En la escena mundial se gestaban grandes cambios y el desarrollo, tanto del liberalismo radical como del espíritu republicano, amenazaban a las viejas estirpes monárquicas, pero todos cerraron filas ante el embrión del socialismo. Un nuevo reparto del mundo, una correlación diferente entre las potencias marítimas y colonialistas, y el auge industrial en proceso eran factores que debía tener en cuenta, pues proporcionan el telón de fondo del drama Jecker e influyen también decisivamente en el México de la Reforma, la Intervención y la República Restaurada.

¿Qué papel desempeñaron realmente los Bonos Jecker en la trama intervencionista del Segundo Imperio francés?

Napoleón III, su esposa Eugenia de Montijo y el medio hermano del emperador, el duque de Morny, tuvieron, naturalmente, un papel central.

El grupo ultramontano del Partido Conservador, formado en torno a José María Gutiérrez Estrada, también figuraba en el sainete. Conspiraban a favor de la monarquía en México, con un príncipe europeo en el trono, que tuviera el apoyo militar y financiero de alguna potencia católica. Destacaban sobre todo José Manuel Hidalgo, hábil cortesano que aprovechó su intimidad con la emperatriz Eugenia para abogar por el proyecto, y Juan Nepomuceno Almonte, hijo natural del héroe de la Independencia José María Morelos y Pavón. Almonte traicionó "los sentimientos de la nación" y de su padre a partir del momento, a mediados del siglo, en que abandonó el liberalismo. En 1859 firmó en París un arreglo intervencionista con el representante de Isabel II de España (Tratado Mon-Almonte); luego desembarcó en Veracruz con los franceses y finalmente se convirtió en figura decorativa del imperio.

Como era lógico, también el papa Pío IX y el obispo Pelagio Labastida y Dávalos tuvieron injerencia en el asunto, no de manera soterrada, sino instruyendo abiertamente al clero mexicano. La alta jerarquía católica se mostró tan intransigente en su exigencia de recuperar los bienes de la Iglesia y el fuero eclesiástico, que muy rápido entró en conflicto, desde la Regencia, con el general Forey, comandante de las fuerzas francesas, y luego desconfió del liberalismo moderado de que hacía gala el flamante emperador Maximiliano. Aferrados a su riqueza terrenal, los jerarcas religiosos terminaban abandonando a su suerte a las fuerzas del Partido Conservador, tanto en la Guerra de los Tres Años como en la de Intervención. Igual harían con los cristeros seis de décadas después. Sin duda la experiencia de la insurrección poblana de 1856, al grito de "¡Religión y fueros!", había sido una lección demasiado costosa para la Iglesia y para el país, pues fue el punto de partida de una larga y sangrienta lucha por consolidar la libertad de cultos y la separación de la Iglesia del Estado.
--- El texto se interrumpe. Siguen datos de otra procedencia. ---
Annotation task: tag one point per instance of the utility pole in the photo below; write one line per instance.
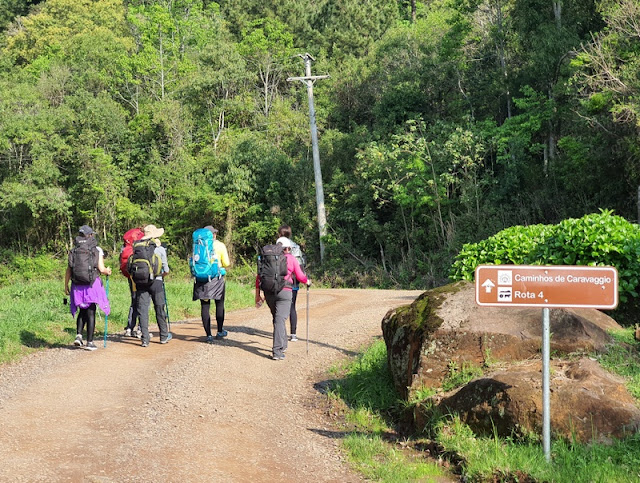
(308, 80)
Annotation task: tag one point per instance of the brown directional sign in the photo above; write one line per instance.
(547, 286)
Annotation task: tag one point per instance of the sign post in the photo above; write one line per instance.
(552, 286)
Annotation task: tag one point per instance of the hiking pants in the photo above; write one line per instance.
(205, 314)
(280, 306)
(153, 292)
(293, 314)
(133, 312)
(87, 317)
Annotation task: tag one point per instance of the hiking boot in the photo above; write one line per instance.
(221, 335)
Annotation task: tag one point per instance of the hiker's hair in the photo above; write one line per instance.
(284, 230)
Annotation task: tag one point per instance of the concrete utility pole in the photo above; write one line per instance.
(308, 80)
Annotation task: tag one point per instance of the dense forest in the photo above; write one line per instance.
(441, 123)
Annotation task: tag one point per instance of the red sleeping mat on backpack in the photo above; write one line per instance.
(129, 237)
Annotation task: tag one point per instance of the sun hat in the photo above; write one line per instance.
(285, 242)
(151, 231)
(85, 230)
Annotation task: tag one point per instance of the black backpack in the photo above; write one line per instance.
(272, 268)
(144, 264)
(83, 260)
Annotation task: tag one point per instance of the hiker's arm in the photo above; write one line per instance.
(163, 260)
(224, 256)
(101, 268)
(300, 275)
(67, 279)
(259, 299)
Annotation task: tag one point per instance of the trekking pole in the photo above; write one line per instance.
(307, 319)
(106, 316)
(166, 305)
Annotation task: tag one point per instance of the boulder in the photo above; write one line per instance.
(586, 402)
(445, 328)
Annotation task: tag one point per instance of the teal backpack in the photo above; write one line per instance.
(204, 263)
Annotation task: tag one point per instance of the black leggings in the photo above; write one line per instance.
(87, 317)
(205, 308)
(293, 313)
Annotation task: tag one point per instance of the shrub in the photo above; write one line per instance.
(599, 239)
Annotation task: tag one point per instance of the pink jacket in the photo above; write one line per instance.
(293, 267)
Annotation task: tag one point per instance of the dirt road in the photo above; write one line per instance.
(188, 411)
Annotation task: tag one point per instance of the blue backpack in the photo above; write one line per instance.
(204, 262)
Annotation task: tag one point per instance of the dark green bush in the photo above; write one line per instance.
(599, 239)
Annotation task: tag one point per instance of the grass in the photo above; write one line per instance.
(33, 316)
(366, 388)
(371, 409)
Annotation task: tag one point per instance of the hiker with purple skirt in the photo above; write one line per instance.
(86, 263)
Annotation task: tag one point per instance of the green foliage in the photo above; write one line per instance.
(623, 358)
(505, 460)
(435, 131)
(597, 239)
(26, 326)
(366, 382)
(487, 458)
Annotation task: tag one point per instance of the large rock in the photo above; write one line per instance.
(445, 328)
(586, 402)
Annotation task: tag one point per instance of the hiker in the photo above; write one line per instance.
(285, 231)
(147, 267)
(86, 263)
(276, 283)
(131, 236)
(212, 287)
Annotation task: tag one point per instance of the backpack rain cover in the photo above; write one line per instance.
(204, 263)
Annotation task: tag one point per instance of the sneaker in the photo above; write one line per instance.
(221, 335)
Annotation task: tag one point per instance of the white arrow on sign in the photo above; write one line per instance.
(488, 285)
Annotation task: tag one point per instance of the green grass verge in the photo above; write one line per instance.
(33, 317)
(364, 386)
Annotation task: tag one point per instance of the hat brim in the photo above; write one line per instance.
(154, 234)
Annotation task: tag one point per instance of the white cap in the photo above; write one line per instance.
(285, 242)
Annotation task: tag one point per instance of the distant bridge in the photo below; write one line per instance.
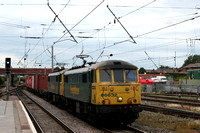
(27, 71)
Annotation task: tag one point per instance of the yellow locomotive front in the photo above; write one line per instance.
(116, 87)
(116, 90)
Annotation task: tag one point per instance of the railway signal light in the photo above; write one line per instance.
(7, 64)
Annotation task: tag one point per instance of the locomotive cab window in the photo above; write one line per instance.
(131, 75)
(84, 78)
(105, 75)
(118, 75)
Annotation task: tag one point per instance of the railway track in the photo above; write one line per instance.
(127, 129)
(171, 98)
(165, 100)
(43, 120)
(170, 111)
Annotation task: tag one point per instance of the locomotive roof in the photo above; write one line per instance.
(57, 73)
(110, 64)
(113, 64)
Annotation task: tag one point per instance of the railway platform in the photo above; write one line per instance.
(14, 118)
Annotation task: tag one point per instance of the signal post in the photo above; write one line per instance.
(7, 66)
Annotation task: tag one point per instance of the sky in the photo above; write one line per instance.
(146, 33)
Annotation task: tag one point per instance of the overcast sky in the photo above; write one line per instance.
(167, 31)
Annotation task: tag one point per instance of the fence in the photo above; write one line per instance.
(170, 88)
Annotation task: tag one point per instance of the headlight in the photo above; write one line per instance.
(119, 99)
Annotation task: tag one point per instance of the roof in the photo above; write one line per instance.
(57, 73)
(113, 64)
(195, 65)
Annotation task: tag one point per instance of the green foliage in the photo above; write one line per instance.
(192, 59)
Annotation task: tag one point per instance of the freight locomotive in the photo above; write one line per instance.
(109, 90)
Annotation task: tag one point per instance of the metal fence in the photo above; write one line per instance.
(170, 88)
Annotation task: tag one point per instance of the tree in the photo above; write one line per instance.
(192, 59)
(142, 70)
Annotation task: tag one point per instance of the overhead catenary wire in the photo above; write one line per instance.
(82, 19)
(83, 37)
(121, 24)
(56, 16)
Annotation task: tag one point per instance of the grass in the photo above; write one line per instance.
(171, 123)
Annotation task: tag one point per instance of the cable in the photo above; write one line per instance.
(137, 9)
(82, 19)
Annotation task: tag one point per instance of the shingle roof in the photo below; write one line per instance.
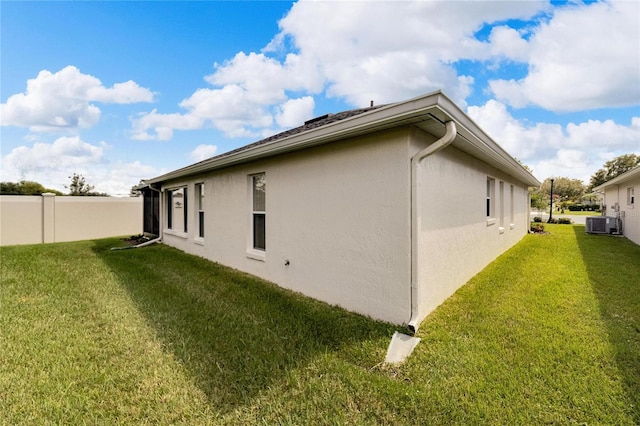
(320, 121)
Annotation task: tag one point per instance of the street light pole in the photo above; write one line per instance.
(551, 204)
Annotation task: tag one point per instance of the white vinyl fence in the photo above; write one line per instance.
(47, 218)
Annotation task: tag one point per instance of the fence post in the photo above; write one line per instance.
(48, 217)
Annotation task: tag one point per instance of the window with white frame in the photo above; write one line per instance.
(259, 211)
(491, 195)
(199, 199)
(177, 209)
(501, 201)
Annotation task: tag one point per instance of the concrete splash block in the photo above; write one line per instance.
(400, 348)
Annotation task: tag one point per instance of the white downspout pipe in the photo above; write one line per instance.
(441, 143)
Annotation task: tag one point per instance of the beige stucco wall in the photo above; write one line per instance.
(338, 213)
(455, 238)
(629, 213)
(20, 220)
(38, 219)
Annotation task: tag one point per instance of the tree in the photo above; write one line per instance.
(80, 187)
(25, 187)
(565, 191)
(614, 168)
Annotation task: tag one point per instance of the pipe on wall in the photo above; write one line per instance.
(441, 143)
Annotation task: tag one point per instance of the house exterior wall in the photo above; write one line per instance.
(338, 214)
(456, 239)
(629, 213)
(47, 218)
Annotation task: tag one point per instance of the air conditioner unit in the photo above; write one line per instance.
(601, 225)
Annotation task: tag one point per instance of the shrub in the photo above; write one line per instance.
(537, 227)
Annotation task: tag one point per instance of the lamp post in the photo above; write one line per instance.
(551, 204)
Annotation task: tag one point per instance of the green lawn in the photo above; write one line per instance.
(549, 333)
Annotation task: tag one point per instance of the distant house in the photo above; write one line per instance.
(619, 197)
(385, 210)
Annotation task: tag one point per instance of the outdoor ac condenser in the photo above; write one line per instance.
(601, 225)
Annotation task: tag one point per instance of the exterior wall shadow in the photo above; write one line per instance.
(236, 334)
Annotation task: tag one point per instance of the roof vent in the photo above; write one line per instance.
(314, 120)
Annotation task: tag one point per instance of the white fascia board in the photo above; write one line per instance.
(434, 105)
(628, 175)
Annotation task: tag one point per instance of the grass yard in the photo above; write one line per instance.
(548, 333)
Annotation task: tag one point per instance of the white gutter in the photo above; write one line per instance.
(441, 143)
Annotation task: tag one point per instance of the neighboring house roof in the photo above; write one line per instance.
(626, 176)
(428, 112)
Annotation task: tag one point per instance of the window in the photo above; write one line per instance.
(200, 207)
(511, 207)
(491, 195)
(177, 209)
(259, 211)
(501, 204)
(169, 209)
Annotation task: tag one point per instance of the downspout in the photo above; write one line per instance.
(155, 240)
(441, 143)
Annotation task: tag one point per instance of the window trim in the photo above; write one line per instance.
(170, 225)
(254, 251)
(512, 214)
(199, 208)
(490, 201)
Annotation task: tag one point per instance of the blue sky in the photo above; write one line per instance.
(123, 91)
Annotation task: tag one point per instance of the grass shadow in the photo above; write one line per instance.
(236, 334)
(613, 266)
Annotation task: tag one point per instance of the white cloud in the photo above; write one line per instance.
(294, 112)
(63, 100)
(388, 51)
(508, 42)
(52, 164)
(357, 51)
(586, 56)
(202, 152)
(67, 151)
(575, 151)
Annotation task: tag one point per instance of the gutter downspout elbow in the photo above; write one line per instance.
(441, 143)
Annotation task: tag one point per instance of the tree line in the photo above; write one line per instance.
(572, 194)
(78, 186)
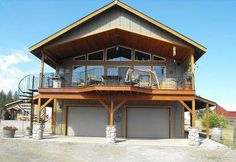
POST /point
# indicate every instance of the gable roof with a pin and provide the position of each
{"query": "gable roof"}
(222, 111)
(126, 7)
Finalmente, hay un protagonista clave en toda esta historia: el expansionismo norteamericano abanderado por James Monroe.

El 2 de diciembre de 1823, cuando la independencia de las naciones latinoamericanas apenas retoñaba, este presidente de Estados Unidos expuso ante el Congreso los lineamientos que debían guiar la política exterior de su país. Afirmó que las potencias europeas ya no debían intervenir en los asuntos de las naciones emancipadas de nuestro continente ni pretender establecer monarquías en ellas, pues su presencia pondría en peligro la paz y seguridad de Estados Unidos. Garantizaba, a cambio, que no emprenderían ninguna acción en las colonias europeas existentes ni en la propia Europa, pero añadió que únicamente Estados Unidos estaba destinado a completar la colonización de los territorios vírgenes de América del Norte.

No eran ideas nuevas ni se materializaron en ley alguna. Desde su nacimiento, Estados Unidos se consideró señalado por la providencia para cumplir un "destino manifiesto", y ya el presidente Thomas Jefferson había enunciado principios semejantes. Lo que hizo famoso el discurso de Monroe fue la coyuntura, el momento crucial en que el programa bolivariano se extendía por América Latina y surgía la república en México tras el efímero Imperio de Iturbide.

Entre los asistentes que escucharon el mensaje de Monroe, en calidad de miembro de la Cámara de Representantes por Carolina del Sur, se encontraba Joel Roberts Poinsett, quien sin duda encarnó la célebre doctrina.